Engineer Gold Mines Ltd. provided an update on its 100%-owned Engineer District property, which covers 29,593.47 hectares in a 35-km-long contiguous claim grouping near Atlin in northwest British Columbia. The Property was consolidated by the Company from 2018 ­ 2022, and includes the historical high-grade Engineer Gold Mine, the TAG developed prospect, and 17 additional known mineral occurrences. The Company is currently compiling prior owner and historical data in a way that has not been possible in the past due to fractured ownership.

This holistic view of existing data is allowing the Company to identify exploration gaps and opportunities for development and discovery, which will continue to be released in the coming weeks as work progresses.

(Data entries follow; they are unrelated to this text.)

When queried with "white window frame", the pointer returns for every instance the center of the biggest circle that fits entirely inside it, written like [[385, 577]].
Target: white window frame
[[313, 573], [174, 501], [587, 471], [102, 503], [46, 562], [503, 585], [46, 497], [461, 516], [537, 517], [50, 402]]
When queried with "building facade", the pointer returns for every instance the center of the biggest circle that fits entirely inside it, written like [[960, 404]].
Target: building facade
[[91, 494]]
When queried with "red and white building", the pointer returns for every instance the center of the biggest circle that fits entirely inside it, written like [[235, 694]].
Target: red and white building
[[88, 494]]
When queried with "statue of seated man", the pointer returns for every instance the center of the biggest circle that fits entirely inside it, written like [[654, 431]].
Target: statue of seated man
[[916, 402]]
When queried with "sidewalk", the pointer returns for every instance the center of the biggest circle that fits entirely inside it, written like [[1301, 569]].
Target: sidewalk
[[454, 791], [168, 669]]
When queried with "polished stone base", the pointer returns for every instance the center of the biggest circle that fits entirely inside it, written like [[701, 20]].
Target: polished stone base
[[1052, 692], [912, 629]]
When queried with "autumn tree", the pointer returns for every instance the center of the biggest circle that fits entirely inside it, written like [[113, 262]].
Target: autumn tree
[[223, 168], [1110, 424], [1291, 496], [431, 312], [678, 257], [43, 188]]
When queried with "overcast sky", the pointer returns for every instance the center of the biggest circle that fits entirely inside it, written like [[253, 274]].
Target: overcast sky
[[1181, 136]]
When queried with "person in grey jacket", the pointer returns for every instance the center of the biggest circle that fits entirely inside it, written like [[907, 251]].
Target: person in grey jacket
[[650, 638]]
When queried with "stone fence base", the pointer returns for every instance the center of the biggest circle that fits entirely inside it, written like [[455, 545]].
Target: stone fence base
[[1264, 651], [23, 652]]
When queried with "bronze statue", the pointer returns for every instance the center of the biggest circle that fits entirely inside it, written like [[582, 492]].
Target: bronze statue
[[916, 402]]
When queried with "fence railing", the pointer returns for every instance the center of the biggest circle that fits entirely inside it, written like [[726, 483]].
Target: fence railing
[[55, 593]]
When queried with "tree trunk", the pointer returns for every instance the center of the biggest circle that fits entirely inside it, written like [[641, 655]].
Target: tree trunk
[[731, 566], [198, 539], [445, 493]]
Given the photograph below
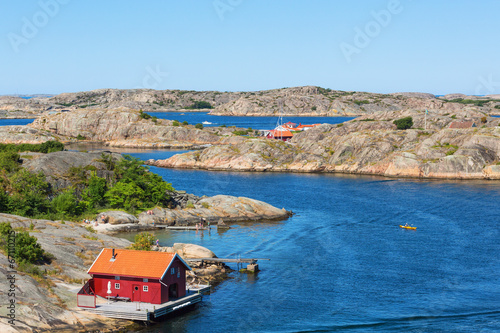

Mineralization in the TAG area occurs along a NNE-trending shear zone termed the 025FZ, which can be traced for 6.2 km across the northern portion of the Engineer District property. Similarities exist between the 025FZ and Shear A, an important control on mineralization at the Engineer Gold Mine.

Both structures are second-order splays of the metalliferous Llewellyn Fault, contain multi-phase quartz breccia zones with low-grade gold ranging from metres to tens of metres wide, and are continuous for more than one kilometre. At the Engineer Gold Mine, high-grade ore was mined from narrow dilational veins oblique to Shear A, however similar structures have yet to be discovered along the 025FZ. Since its discovery in 1987, the TAG area saw limited exploration until 2006, when CZM Capital Corp.

acquired the claims and completed soil geochemical sampling, an airborne geophysical survey, prospecting, surface trenching, and diamond drilling. A total of 11,519 m were drilled in 69 drillholes along the 025FZ, leading to a resource estimation along ~700 m of mineralization near the southwest extent. A historical resource estimate contains 250,000 t of 2.97 g/t Au & 12.09 g/t Ag indicated and 400,000 t of 2.98 g/t Au & 9.91 g/t Ag inferred material (Reddick & Armstrong, 2009).

Of the 64 drillholes that intersected the 025FZ, only 19 drillholes of higher-grade intercepts were used in the resource estimation.